Dans l'épique Le Dernier homme – sur le thème pas moins tarte à la crème du dernier humain sur terre – l'astronaute Jaume Roiq Stevens n'avait d'autre choix que de « devenir monde » pour se le réapproprier à lui tout seul. Même chose ici : par la magie de son écriture – moins hermétique que dans ses derniers romans, car collée aux basques de son sujet tel un éperon au flanc d'un cheval –, Minard ne fait pas de l'Ouest son monde, elle le devient, elle se le goinfre, nous le donne en pâture.
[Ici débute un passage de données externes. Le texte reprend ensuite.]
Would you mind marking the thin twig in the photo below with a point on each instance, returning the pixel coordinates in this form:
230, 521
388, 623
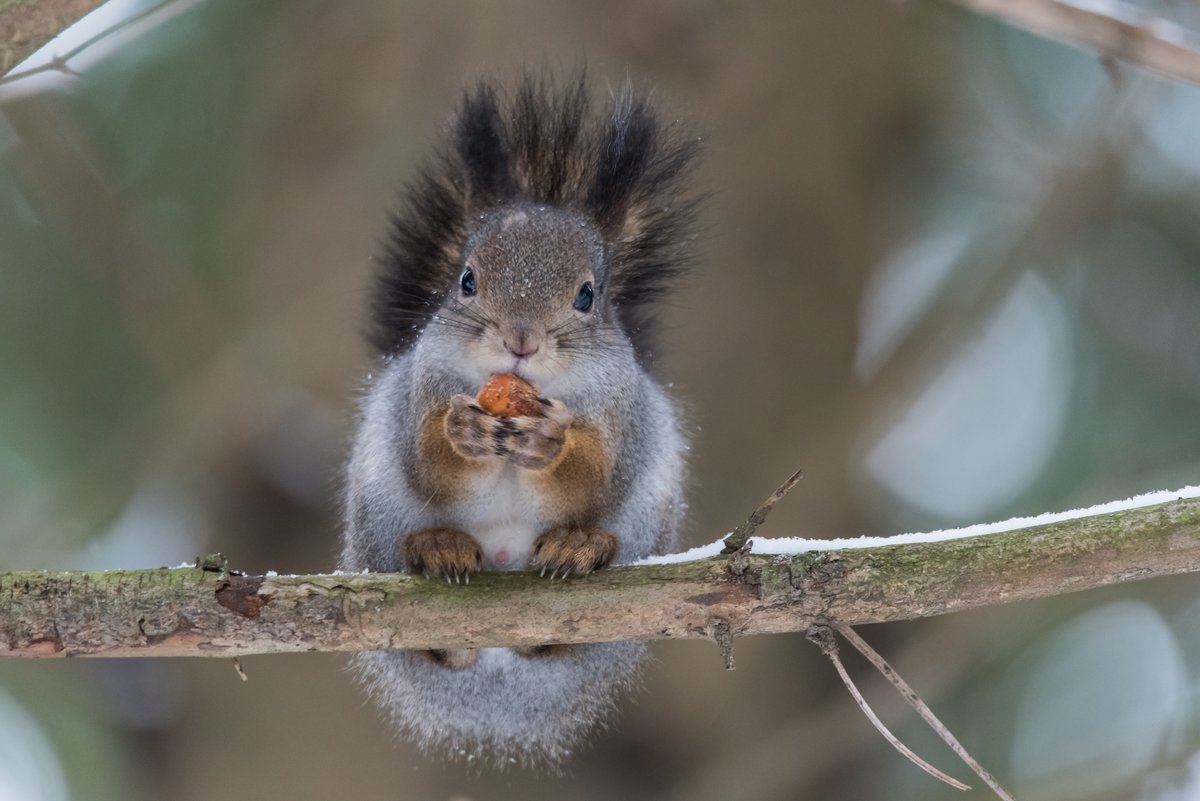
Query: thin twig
911, 696
1117, 30
741, 535
59, 62
823, 638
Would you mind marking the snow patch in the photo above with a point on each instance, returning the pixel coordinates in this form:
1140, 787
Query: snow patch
792, 546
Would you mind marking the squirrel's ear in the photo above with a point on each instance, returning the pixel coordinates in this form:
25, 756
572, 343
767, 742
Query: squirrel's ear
483, 150
625, 150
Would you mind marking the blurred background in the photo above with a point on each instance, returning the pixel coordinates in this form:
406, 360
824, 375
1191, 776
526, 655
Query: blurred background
948, 267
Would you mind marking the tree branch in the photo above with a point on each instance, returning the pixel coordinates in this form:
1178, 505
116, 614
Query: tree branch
211, 612
1115, 29
28, 24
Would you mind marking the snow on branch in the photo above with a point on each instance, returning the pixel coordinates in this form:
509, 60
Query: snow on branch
1116, 30
210, 610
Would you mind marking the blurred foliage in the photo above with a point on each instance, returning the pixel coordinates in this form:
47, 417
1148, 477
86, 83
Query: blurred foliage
949, 269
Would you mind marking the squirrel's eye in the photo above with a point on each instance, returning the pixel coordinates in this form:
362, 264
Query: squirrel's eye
583, 300
467, 281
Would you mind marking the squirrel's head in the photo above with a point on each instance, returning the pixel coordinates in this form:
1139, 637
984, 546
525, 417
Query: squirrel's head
531, 297
543, 232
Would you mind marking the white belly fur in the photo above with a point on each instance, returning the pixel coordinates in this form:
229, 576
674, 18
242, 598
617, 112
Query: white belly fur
505, 519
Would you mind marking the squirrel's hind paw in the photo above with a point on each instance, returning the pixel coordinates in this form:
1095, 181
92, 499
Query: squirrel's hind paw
570, 550
447, 553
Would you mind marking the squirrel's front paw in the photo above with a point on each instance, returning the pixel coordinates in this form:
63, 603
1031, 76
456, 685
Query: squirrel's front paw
567, 550
443, 552
528, 441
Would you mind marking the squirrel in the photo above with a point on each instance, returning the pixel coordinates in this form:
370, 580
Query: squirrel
538, 242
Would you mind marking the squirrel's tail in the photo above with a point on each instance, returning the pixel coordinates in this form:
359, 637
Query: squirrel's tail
505, 708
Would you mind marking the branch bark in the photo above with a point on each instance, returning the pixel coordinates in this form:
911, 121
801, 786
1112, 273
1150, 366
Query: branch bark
1114, 29
28, 24
211, 612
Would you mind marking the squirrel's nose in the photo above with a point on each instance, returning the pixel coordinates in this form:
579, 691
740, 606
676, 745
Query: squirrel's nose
522, 343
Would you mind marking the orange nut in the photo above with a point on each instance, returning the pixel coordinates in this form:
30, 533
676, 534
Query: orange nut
509, 396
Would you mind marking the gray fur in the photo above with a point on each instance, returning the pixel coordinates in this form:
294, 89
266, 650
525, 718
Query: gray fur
529, 262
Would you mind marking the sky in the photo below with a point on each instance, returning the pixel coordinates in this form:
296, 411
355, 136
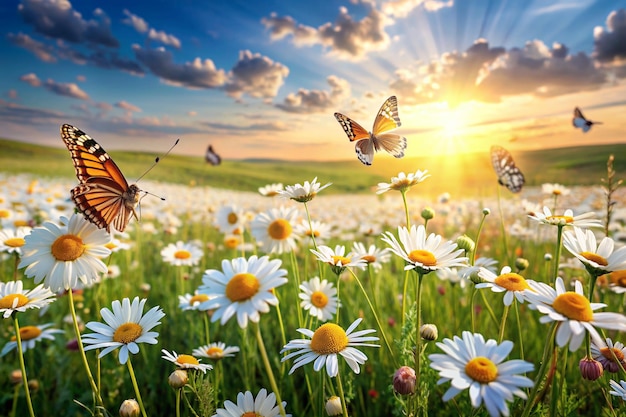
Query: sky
263, 79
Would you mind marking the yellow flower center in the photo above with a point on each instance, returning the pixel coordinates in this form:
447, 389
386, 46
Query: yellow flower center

C'est qu'il s'agit d'avaler du kilomètre, de faire sienne une terre et donc un (nouveau) monde germant dans une ville nouvelle où tout est à faire, pour nourrir le rêve d'un nouveau départ : « Avancer pour s’enrichir », mantra de la « frontière » qui a sa contrepartie « On ne pouvait donc rien retrouver dans ce monde, ni personne, sans qu’une perte vienne aussitôt poindre son nez ».

 

À l'inverse du héros du Dernier monde, qui se démultipliait en autant de personnages sortis de son cerveau vrillé par la solitude, en même temps qu'il se déployait sur le monde, ceux de Faillir être flingué sont une palanquée, habitent des chapitres séparés qui au fil du récit s'entremêlent habilement, comme en rhizomes inversés. L'auteure, en démiurge panoptique – infiniment habile à brosser leur portrait en quelques mots – les conduit à destination, plaçant toujours la ville sur la fin de leur route.

 

Partir, revenir

 

Là, la vie commence, une communauté d'ex-solitaires devenus solidaires prend forme, malgré les difficultés, les différents, les rancœurs et les fantômes du passé. D'un coup, repartis de zéro, ensemble, tout devient possible. Pas certain non, mais possible. On peut même se surprendre dans les vapeurs d'une maison de bains baptisée « Le Luxe Rudimentaire », à philosopher comme on peut sur l'Amour et le mythe de l'androgynie dans le Banquet de Platon. On peut même sérieusement, à peine arrivé mais bien implanté, repartir d'où l'on vient pour sans cesse revenir, tel Elie, ex-indien d'adoption s'inventant postier à cheval : « il était parti presque à vide vers l'est et les plaines inhospitalières qu'il envisageait d'un œil neuf maintenant qu'il avait à la fois un lieu où revenir et une raison de le quitter ».

 

Ainsi, la morale de Faillir être flingué, véritable réflexion sur le travail et les bienfaits de l'imaginaire et de la langue en tant que moteur du réel, se résumerait en un paragraphe : « (…) Il ne manquait pas de se rappeler (...) que l’ordre des rêves était assez particulier pour ne jamais se réaliser complètement dans le monde (…). Ce à quoi il se répondait invariablement que c’était précisément pour cette raison qu’il fallait imaginer les meilleurs, les plus grandes et les plus belles choses. Parce que de cette façon, même s’il ne devait advenir que la plus infime part de son rêve, elle serait tout de même assez consistante pour les rendre heureux. » Au croisement de la réalité et de la fiction, de la littérature et du mythe, c’est bien cette part d’utopie que Céline Minard essaie de nous insuffler de la plus divertissante et brillante des manières.